Association Between Glucocorticoid Exposure and Healthcare Expenditures for Potential Glucocorticoid-related Adverse Events in Patients with Rheumatoid Arthritis
Bibliographic record
Abstract
OBJECTIVE: Oral glucocorticoid (OGC) use for rheumatoid arthritis (RA) is debated because of the adverse event (AE) profile of OGC. We evaluated the associations between cumulative doses of OGC and potential OGC-related AE, and quantified the associated healthcare expenditures. METHODS: Using the MarketScan databases, patients ≥ 18 years old who have RA with continuous enrollment from January 1 to December 31, 2012 (baseline), and from January 1 to December 31, 2013 (evaluation period), were identified. Cumulative OGC dose was measured using prescription claims during the baseline period. Potential OGC-related AE (osteoporosis, fracture, aseptic necrosis of the bone, type 2 diabetes, ulcer/gastrointestinal bleeding, cataract, hospitalization for opportunistic infection, myocardial infarction, or stroke) and AE-related expenditures (2013 US$) were gathered during the evaluation period.
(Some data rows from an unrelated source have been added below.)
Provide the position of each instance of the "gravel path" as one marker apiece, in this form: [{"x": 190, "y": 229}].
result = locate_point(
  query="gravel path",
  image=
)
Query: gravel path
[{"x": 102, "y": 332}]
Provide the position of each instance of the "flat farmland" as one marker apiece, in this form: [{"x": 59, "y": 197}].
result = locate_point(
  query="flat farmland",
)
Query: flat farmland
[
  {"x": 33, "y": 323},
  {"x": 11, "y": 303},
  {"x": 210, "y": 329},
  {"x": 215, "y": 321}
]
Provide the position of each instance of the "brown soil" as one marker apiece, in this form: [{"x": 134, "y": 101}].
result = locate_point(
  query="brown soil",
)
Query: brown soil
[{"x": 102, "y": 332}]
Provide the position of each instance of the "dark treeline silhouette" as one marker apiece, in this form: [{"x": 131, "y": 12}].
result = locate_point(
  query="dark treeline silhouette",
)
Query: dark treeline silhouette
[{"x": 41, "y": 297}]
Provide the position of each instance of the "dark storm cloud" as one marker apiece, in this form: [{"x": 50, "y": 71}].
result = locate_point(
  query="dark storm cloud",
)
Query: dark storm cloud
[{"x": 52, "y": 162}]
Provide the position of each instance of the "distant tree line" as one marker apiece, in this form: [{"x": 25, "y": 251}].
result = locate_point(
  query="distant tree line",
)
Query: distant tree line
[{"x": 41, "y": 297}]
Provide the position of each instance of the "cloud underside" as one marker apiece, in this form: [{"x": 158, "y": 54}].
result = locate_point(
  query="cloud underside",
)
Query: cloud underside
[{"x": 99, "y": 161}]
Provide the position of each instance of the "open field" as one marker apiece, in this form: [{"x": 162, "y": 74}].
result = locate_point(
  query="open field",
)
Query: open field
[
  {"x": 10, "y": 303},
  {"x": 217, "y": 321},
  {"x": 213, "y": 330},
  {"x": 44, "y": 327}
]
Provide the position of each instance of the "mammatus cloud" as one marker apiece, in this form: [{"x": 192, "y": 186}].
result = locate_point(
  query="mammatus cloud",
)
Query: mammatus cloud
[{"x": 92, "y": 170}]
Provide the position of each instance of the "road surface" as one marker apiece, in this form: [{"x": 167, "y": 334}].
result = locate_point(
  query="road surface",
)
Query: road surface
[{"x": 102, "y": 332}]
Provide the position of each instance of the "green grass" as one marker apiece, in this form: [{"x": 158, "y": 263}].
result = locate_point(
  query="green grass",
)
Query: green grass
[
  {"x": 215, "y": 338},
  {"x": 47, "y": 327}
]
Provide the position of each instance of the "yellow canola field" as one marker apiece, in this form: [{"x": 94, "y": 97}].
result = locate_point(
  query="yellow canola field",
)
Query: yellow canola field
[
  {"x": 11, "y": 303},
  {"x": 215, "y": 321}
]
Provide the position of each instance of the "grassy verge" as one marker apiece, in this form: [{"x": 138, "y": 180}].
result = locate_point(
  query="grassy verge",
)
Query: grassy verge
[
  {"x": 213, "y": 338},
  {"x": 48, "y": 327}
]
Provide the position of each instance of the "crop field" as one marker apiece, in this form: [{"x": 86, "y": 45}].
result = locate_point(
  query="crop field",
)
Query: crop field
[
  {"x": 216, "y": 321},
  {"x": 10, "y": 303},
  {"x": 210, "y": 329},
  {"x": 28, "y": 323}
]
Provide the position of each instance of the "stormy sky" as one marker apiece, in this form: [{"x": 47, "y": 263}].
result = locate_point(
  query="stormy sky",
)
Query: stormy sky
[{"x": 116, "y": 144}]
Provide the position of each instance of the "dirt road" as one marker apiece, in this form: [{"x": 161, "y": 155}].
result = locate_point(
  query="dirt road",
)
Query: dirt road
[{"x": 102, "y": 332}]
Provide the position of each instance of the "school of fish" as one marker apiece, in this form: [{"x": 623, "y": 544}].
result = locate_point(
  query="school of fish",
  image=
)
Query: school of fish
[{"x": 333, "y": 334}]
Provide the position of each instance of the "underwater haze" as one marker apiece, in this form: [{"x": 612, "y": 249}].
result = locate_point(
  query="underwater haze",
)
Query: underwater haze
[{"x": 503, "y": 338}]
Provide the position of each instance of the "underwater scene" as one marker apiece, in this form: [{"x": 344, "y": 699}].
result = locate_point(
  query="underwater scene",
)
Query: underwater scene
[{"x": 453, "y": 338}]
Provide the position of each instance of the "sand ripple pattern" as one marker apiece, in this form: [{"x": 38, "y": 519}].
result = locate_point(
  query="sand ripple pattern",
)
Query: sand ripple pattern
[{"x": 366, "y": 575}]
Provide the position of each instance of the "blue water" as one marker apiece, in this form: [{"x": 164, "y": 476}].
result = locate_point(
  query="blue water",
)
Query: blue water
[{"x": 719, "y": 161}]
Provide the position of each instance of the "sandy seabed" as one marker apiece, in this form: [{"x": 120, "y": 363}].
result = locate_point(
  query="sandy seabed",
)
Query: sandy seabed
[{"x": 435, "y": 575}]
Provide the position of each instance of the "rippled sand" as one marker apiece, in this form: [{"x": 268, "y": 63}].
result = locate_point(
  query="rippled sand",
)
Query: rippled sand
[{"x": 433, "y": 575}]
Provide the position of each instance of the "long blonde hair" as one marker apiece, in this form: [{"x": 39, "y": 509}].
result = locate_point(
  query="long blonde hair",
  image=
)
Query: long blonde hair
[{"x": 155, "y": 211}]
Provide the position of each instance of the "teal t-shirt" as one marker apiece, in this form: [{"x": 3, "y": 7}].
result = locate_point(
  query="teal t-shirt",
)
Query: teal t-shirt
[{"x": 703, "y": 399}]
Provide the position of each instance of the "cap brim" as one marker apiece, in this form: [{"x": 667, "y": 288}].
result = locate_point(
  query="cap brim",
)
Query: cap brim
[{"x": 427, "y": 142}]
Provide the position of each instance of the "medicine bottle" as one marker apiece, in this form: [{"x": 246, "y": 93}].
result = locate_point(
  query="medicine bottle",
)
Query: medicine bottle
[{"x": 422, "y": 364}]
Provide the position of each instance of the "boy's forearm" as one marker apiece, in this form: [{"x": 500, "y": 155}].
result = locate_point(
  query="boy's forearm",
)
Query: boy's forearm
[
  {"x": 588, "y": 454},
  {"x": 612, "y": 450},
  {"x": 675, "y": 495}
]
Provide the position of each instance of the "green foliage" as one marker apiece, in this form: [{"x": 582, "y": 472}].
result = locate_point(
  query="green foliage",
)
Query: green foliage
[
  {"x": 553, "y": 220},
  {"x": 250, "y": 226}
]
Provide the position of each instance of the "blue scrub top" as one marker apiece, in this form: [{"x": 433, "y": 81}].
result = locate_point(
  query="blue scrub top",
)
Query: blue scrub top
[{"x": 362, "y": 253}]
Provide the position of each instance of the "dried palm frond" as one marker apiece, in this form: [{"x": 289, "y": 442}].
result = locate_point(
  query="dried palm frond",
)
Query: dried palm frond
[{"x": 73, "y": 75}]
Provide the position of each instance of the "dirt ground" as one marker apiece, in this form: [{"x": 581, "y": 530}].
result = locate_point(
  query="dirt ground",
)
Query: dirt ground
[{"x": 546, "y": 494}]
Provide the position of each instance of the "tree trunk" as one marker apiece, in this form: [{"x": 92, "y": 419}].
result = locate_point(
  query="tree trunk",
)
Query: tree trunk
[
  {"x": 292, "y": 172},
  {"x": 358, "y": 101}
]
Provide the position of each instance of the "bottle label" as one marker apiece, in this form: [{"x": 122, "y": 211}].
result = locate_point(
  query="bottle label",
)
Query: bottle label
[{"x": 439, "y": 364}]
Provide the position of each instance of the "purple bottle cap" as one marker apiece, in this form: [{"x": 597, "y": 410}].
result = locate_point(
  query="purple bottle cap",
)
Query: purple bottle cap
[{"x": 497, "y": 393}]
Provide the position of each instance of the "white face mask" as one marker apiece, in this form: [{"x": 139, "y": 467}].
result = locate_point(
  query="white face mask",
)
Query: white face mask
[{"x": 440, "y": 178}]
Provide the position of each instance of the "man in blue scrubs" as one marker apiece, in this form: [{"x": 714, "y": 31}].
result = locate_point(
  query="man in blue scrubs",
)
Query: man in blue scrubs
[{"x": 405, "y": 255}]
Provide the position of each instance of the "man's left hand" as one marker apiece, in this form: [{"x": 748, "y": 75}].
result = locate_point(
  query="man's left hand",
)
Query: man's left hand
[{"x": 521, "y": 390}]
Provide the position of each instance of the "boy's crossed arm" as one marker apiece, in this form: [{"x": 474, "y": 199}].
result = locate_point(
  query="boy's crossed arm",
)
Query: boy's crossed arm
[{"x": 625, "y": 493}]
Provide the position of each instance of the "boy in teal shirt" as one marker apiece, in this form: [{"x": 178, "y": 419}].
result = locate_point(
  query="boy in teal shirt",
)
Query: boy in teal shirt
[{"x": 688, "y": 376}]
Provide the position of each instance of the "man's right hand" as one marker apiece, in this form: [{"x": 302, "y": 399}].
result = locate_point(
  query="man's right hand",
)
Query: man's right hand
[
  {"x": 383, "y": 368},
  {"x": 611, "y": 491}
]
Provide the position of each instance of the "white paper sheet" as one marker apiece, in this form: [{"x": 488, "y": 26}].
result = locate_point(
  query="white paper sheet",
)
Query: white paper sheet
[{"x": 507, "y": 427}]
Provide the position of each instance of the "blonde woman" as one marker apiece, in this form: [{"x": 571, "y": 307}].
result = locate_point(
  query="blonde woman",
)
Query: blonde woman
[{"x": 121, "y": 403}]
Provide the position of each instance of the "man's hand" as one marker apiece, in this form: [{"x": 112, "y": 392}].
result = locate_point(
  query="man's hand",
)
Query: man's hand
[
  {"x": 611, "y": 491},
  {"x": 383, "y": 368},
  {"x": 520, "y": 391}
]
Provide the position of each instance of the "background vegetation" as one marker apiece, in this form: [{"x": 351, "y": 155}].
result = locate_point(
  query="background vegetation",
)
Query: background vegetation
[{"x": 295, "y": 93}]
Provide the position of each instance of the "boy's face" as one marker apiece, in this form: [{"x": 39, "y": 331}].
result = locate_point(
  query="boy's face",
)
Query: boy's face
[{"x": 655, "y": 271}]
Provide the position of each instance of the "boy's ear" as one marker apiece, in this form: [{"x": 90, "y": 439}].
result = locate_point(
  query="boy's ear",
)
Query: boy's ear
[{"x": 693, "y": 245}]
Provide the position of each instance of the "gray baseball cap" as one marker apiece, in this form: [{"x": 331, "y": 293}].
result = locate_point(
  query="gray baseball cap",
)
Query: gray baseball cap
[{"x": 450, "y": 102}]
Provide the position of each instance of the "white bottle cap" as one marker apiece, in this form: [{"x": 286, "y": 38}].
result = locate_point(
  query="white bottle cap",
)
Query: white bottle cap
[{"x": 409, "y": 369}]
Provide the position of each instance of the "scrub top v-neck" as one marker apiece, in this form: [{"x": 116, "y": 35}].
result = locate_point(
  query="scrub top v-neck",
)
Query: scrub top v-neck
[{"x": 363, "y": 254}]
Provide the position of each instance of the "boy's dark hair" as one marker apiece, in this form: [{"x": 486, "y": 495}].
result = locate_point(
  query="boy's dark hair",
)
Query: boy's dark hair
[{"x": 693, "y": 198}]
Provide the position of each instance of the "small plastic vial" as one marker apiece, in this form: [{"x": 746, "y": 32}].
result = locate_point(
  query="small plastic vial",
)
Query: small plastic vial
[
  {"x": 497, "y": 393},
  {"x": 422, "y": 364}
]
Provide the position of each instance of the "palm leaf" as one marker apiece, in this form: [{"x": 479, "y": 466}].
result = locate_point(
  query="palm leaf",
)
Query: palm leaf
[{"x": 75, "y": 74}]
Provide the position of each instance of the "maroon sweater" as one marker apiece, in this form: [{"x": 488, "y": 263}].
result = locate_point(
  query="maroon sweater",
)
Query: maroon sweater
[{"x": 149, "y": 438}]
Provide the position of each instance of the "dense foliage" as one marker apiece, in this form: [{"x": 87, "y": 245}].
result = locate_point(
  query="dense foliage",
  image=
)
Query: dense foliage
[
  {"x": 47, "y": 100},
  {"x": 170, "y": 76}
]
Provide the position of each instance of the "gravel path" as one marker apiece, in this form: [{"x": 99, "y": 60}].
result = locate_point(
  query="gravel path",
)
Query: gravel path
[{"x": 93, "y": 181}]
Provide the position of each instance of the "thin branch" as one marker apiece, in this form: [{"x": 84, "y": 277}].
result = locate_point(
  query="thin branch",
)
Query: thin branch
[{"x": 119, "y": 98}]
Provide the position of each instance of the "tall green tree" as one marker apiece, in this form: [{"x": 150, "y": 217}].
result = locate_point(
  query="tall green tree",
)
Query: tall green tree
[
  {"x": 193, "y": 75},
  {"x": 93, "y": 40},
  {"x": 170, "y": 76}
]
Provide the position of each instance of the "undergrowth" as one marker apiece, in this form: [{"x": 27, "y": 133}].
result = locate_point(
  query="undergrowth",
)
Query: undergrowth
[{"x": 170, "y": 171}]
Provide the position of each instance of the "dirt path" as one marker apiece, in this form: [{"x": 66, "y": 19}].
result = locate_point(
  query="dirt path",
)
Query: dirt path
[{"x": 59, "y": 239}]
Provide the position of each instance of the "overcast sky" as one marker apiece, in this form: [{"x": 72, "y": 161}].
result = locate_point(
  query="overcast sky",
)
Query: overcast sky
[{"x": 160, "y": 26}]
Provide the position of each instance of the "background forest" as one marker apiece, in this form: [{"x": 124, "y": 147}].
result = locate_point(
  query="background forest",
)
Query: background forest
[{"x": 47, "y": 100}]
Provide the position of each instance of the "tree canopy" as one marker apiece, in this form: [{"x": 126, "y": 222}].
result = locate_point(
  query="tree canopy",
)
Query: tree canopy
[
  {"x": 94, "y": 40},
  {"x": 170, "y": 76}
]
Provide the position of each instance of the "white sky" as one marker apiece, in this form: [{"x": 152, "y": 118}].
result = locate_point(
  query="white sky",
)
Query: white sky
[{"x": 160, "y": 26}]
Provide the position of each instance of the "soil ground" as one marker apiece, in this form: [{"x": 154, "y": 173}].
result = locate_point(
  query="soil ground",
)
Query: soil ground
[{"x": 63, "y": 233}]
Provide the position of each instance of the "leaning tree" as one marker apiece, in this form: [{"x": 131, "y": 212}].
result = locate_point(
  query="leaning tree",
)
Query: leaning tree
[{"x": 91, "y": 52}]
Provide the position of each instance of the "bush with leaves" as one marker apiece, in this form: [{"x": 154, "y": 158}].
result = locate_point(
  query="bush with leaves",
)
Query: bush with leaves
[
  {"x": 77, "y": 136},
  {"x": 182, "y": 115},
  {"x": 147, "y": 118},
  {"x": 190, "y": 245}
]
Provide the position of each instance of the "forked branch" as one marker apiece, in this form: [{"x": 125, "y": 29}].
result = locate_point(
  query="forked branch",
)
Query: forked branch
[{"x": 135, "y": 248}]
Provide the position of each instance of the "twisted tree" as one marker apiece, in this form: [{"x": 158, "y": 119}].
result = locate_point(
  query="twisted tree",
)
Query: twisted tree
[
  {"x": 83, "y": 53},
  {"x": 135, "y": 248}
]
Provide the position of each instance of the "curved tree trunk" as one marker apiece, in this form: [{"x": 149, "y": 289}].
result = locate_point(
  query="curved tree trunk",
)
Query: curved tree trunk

Multivariable regression models were fitted to estimate OR of AE and incremental costs for patients with AE. RESULTS: There were 84,357 patients analyzed, of whom 48% used OGC during the baseline period and 26% had an AE during the evaluation period. A cumulative OGC dose > 1800 mg was associated with an increased risk of any AE compared with no OGC exposure (OR 1.19, 99.65% CI 1.09-1.30). Incremental costs per patient with any AE were significantly greater for cumulative OGC dose > 1800 mg compared with no OGC exposure (incremental cost = $3528, 99.65% CI $2402-$4793). CONCLUSION: Chronic exposure to low to medium doses of OGC was associated with significantly increased risk of potential OGC-related AE in patients with RA, and greater cumulative OGC dose was associated with substantially higher AE-related healthcare expenditures among patients with AE.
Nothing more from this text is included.